Streets were blocked and cinematic equipment trucks were parked along the streets; we saw dozens of movie makers on Hastings just off Burrard, but Alas! no identifiable stars. So we had to content ourselves with the Gastown Steam Clock. Gastown Steam Clock

The local businesses used to share a steam plant; by 1977 they had all switched to alternative means of heating, and some enthusiastic engineers built the world's first steam-powered clock. It's a much-photographed job, with a constant venting of steam and its works visible through glass panels, but when it sounds the traditional Westminster chimes it sounds a little like an off-key calliope. Lots of fun, though.

After the Steam Clock we zigged and zagged and passed through an area described in the tour books as Little Italy but is now much more polyglot -- although a few Ristoranti are still in evidence. Eventually we arrived in New Westminster, and parked.

This is the first city on the coast, and was even the capital of B.C. for a short time, but it failed to become the principal port when the Canadian Pacific elected to put its station in what is now downtown Vancouver. So New Westminster boasts some older Victorian homes, but is otherwise an ordinary sort of place. In fact, when we drove by one of the "Heritage Homes" that was built when we were 2 years old we felt that the locals were kind of pushing the concept of historical interest! New Westminster Public Market

We found a casino on a riverboat and contributed to the local economy, then walked next door to the Westminster Quay and Public Market. It wasn't as large or as crowded as the Lonsdale Quay we had visited in North Vancouver, but the Esplanade outside along the Fraser River provided a nice waterfront walk. A tug pulled a barge down river, and men were bringing flowers to set up for an afternoon wedding on a small cruise boat. The old paddlewheeler Samson V was moored at the dock, but it won't be open for a few more weeks, so we looked for the Russian submarine and couldn't find it.

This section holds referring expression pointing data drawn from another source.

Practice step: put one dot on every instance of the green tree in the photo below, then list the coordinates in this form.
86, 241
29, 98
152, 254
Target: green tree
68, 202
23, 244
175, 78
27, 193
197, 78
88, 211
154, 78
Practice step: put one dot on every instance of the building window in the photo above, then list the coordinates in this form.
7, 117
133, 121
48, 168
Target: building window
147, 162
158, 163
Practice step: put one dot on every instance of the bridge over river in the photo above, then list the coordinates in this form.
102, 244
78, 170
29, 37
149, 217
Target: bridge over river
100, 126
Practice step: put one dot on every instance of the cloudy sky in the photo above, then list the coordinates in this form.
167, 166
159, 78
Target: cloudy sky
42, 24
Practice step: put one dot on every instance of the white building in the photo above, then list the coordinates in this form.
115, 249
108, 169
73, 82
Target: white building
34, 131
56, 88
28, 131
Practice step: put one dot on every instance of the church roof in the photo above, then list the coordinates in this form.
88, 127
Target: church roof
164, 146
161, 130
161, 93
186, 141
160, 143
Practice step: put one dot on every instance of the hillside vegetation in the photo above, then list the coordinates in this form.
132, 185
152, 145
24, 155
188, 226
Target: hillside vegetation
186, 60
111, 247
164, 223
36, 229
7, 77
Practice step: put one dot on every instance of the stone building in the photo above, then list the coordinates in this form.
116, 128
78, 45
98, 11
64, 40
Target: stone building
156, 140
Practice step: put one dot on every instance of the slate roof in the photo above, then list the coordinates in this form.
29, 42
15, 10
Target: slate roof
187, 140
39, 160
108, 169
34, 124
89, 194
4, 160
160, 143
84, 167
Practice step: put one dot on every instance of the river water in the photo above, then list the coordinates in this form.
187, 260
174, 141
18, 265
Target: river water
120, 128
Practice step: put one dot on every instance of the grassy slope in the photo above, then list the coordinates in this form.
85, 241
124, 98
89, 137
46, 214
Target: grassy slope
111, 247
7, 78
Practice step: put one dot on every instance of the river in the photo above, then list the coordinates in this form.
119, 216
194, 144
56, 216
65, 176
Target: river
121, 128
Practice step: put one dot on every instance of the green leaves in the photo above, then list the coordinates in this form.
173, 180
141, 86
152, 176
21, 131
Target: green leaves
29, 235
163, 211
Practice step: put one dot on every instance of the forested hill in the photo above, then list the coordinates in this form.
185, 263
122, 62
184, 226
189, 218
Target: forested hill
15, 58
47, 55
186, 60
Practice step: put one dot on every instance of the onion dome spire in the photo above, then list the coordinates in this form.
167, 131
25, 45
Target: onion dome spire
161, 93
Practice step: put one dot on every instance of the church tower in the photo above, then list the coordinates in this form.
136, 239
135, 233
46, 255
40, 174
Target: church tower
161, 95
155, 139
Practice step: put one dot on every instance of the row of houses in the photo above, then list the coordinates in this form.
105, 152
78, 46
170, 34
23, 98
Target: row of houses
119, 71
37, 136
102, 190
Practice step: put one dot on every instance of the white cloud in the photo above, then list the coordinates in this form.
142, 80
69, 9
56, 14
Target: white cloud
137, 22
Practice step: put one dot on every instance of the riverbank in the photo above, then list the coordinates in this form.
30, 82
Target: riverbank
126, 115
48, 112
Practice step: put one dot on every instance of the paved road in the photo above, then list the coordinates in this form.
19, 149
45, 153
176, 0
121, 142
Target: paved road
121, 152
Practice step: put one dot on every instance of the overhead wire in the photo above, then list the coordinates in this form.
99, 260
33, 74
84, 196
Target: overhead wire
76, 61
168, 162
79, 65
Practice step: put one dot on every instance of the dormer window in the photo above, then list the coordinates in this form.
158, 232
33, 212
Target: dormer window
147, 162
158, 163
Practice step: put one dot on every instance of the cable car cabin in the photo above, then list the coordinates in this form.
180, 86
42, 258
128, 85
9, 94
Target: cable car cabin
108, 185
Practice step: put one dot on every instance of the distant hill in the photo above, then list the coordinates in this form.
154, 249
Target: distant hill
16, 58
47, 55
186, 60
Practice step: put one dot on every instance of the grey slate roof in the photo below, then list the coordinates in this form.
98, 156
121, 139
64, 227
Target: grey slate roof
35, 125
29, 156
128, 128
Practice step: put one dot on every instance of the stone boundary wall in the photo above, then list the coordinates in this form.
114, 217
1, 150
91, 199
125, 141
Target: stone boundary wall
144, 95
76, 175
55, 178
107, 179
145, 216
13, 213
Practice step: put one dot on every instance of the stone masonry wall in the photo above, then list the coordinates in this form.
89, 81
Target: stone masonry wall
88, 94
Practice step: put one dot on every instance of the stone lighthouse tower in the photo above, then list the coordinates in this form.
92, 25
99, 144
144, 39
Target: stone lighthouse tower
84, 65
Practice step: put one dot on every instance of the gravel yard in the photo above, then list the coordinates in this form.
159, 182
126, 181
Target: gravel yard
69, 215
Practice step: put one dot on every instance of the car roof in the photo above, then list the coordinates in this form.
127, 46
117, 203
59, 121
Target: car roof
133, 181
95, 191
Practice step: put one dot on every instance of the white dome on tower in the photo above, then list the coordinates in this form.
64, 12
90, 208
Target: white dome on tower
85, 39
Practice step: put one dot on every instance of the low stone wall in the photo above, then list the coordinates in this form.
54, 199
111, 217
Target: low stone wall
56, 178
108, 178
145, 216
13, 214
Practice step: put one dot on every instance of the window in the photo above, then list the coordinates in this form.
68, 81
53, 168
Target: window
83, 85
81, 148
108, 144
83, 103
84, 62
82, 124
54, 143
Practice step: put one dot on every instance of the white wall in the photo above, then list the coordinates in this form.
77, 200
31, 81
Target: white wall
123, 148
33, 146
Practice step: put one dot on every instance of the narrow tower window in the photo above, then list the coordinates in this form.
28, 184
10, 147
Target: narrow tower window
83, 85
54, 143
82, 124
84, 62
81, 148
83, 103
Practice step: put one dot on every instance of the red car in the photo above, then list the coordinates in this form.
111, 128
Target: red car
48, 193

Did we mention the Tourist Information Centre? This was a lovely building next to the casino, with a pleasant young lady on duty, and which provided us with a wealth of information on places we are planning to visit, such as Nanaimo and Prince Rupert. So we returned to the building to ask the young lady where was the Russian sub?

She told us it had been moved to Victoria. It's the Foxtrot U-521, decommissioned in 1993. We'll look for it when we get to Vancouver Island.